Hace un tiempo alguien del trabajo me preguntó: “Oye, Mengano, del departamento XY me respondió un mensaje del trabajo con un corazón. ¿Qué significará eso?”. Antes de que se ilusionara más — le conozco bien — le respondí: “A mí me manda dos y tres corazones cada vez que le confirmo que ya recibí su escrito”.

En estos tiempos de comunicación vía teléfono celular y de redes sociales, la gente se comunica y se emociona por emoticons. Son esos muñequitos, caritas, figuritas, e incluyo a los stickers, que ya forman parte de la jerga de las comunicaciones instantáneas. Su origen se remonta a 1995, en Japón, por supuesto. Los primeros se atribuyen a Shigetaka Kurita.

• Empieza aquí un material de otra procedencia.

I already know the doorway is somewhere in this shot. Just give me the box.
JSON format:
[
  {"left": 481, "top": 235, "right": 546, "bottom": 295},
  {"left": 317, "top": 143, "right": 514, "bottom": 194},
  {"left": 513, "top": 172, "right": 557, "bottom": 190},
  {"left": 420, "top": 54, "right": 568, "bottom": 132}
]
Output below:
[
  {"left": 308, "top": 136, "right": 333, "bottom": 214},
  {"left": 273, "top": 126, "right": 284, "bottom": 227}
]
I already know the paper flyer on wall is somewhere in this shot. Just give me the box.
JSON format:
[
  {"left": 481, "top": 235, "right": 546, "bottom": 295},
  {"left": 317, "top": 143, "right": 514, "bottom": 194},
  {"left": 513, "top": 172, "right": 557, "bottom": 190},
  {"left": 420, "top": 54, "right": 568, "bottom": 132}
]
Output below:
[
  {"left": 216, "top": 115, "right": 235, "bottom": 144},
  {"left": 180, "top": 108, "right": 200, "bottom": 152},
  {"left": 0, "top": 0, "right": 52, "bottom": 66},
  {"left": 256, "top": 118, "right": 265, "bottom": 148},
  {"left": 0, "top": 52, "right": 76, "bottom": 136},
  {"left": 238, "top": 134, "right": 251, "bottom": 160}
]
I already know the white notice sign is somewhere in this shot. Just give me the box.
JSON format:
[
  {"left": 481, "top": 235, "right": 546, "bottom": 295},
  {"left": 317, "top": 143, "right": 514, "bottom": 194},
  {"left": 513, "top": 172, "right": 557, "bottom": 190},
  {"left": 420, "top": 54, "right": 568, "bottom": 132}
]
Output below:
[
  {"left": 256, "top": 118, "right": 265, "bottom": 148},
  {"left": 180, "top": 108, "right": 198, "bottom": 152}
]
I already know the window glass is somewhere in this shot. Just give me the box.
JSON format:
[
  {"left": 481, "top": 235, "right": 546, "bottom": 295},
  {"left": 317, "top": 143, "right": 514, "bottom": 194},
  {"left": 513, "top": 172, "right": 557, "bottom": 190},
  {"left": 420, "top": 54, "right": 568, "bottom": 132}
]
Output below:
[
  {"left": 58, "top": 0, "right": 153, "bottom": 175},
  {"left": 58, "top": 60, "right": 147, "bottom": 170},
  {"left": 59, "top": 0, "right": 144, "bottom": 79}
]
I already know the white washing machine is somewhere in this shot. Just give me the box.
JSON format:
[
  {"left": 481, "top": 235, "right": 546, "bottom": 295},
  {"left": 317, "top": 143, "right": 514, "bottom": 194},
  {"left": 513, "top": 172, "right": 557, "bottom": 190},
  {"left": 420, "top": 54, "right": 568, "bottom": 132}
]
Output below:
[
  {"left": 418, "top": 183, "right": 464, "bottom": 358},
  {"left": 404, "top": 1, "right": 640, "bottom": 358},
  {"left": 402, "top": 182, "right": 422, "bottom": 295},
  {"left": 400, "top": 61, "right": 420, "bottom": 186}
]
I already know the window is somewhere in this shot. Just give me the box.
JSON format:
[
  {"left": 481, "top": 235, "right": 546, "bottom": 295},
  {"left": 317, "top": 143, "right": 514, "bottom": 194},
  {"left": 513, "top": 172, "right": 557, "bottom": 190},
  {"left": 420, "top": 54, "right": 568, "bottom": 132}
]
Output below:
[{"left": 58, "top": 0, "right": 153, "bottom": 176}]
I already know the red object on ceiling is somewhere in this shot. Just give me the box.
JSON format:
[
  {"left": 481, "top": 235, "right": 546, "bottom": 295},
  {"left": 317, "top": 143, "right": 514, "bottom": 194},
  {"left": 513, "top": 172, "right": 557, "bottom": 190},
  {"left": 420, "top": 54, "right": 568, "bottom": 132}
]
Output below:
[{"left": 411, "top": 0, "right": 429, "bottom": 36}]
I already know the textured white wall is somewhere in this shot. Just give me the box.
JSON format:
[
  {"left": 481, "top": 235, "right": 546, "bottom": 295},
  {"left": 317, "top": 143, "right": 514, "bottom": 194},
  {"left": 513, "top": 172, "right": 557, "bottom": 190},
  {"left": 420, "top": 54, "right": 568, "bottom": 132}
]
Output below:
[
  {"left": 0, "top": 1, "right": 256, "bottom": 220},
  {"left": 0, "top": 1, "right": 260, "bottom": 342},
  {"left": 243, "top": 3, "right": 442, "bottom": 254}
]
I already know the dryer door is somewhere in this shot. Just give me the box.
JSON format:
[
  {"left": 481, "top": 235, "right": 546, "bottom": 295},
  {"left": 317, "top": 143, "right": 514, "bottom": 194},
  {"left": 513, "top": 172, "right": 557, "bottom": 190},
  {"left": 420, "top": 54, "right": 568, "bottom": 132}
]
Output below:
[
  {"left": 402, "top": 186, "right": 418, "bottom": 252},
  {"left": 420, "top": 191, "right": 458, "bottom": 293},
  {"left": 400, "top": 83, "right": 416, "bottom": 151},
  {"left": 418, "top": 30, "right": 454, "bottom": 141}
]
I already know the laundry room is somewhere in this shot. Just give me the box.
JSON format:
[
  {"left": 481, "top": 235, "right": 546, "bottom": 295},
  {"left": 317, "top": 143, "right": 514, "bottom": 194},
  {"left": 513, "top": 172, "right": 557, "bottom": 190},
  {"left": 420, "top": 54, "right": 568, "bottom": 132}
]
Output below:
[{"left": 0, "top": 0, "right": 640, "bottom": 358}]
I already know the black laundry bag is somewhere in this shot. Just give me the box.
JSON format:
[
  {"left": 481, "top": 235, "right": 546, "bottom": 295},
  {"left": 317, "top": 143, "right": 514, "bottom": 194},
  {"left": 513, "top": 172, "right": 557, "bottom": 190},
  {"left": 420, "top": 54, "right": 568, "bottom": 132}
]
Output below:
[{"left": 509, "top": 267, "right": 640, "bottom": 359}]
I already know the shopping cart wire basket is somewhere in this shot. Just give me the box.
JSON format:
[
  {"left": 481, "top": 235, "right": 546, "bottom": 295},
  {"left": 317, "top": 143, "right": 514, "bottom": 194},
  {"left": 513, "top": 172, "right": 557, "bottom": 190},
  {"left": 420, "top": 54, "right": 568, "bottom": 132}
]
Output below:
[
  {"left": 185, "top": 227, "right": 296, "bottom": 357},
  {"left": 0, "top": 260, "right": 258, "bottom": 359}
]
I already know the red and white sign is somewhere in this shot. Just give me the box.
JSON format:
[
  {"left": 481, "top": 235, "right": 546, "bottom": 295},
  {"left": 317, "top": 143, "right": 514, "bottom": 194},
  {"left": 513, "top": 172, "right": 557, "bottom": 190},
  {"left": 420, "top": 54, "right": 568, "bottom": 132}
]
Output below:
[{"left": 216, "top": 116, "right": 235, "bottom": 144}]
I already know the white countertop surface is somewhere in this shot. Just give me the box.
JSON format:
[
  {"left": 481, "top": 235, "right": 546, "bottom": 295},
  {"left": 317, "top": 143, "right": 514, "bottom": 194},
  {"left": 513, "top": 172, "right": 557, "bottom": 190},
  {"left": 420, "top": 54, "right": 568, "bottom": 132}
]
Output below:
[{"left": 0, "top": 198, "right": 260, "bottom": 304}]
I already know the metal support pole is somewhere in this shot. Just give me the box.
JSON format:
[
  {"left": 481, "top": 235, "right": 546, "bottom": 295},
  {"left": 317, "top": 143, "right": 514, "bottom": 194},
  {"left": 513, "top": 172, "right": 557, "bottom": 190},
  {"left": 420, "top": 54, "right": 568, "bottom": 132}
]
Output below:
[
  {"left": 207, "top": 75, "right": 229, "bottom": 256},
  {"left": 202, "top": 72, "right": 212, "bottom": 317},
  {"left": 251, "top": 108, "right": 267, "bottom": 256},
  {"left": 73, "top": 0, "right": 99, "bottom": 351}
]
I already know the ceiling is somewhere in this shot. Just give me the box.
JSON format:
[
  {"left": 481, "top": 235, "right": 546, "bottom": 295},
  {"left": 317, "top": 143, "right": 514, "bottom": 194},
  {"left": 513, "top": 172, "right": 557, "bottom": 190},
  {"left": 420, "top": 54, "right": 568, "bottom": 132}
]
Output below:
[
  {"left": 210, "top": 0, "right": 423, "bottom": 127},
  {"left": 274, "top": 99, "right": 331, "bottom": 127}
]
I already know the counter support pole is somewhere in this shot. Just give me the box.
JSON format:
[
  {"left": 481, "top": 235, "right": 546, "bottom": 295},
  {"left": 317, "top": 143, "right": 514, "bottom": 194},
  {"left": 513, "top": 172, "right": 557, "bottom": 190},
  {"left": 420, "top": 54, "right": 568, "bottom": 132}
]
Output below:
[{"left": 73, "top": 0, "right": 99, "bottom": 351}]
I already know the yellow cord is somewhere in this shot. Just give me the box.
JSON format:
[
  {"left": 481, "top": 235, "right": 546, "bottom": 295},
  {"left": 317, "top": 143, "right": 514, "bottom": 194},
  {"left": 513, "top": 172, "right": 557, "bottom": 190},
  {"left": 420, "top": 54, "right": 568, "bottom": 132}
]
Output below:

Pero fue en 2011 cuando Apple los incluyó en el sistema operativo de sus teléfonos y allí empezó la fiebre que no baja. Debe haber casi 2 mil de estos y se siguen inventando más.

Los emoticonos —así se dice, según la Real Academia Española— parecen estar en todas partes. La gente, para responder que está de acuerdo, manda un pulgar arriba. Para decir que está feliz, envía una carita risueña.

Si uno envía mensajes y no pone ni un emoticono — suena feo— parece que eres muy serio ¡pecado del siglo XXI!

Eso me recuerda a otra colega que debía mandar un importante correo de rechazo a una propuesta; me llamó para que se lo leyera. En mi parecer estaba bien. Ella pensaba que su carta era áspera, como papel de lija. ¿Qué tal si le agregaba una carita feliz de despedida? Mi respuesta fue mirarla con una carita nada feliz.

Muchas veces no es no, y no se puede contentar a la otra parte ni siquiera con un bichito de esos.

Los enemigos de los emoticonos —claro que los hay— los rechazan por superficiales, por formar parte de ese mundo de fantasía donde todo está bien, aunque no lo esté.

Yo por mucho tiempo limité su uso. No me parecía serio solicitar una entrevista agregando un muñequito para parecer simpática.

Aún no lo hago, pero ya me dejé llevar. ¿Quieren carita feliz? Los complazco. Aunque no aquí. Todavía.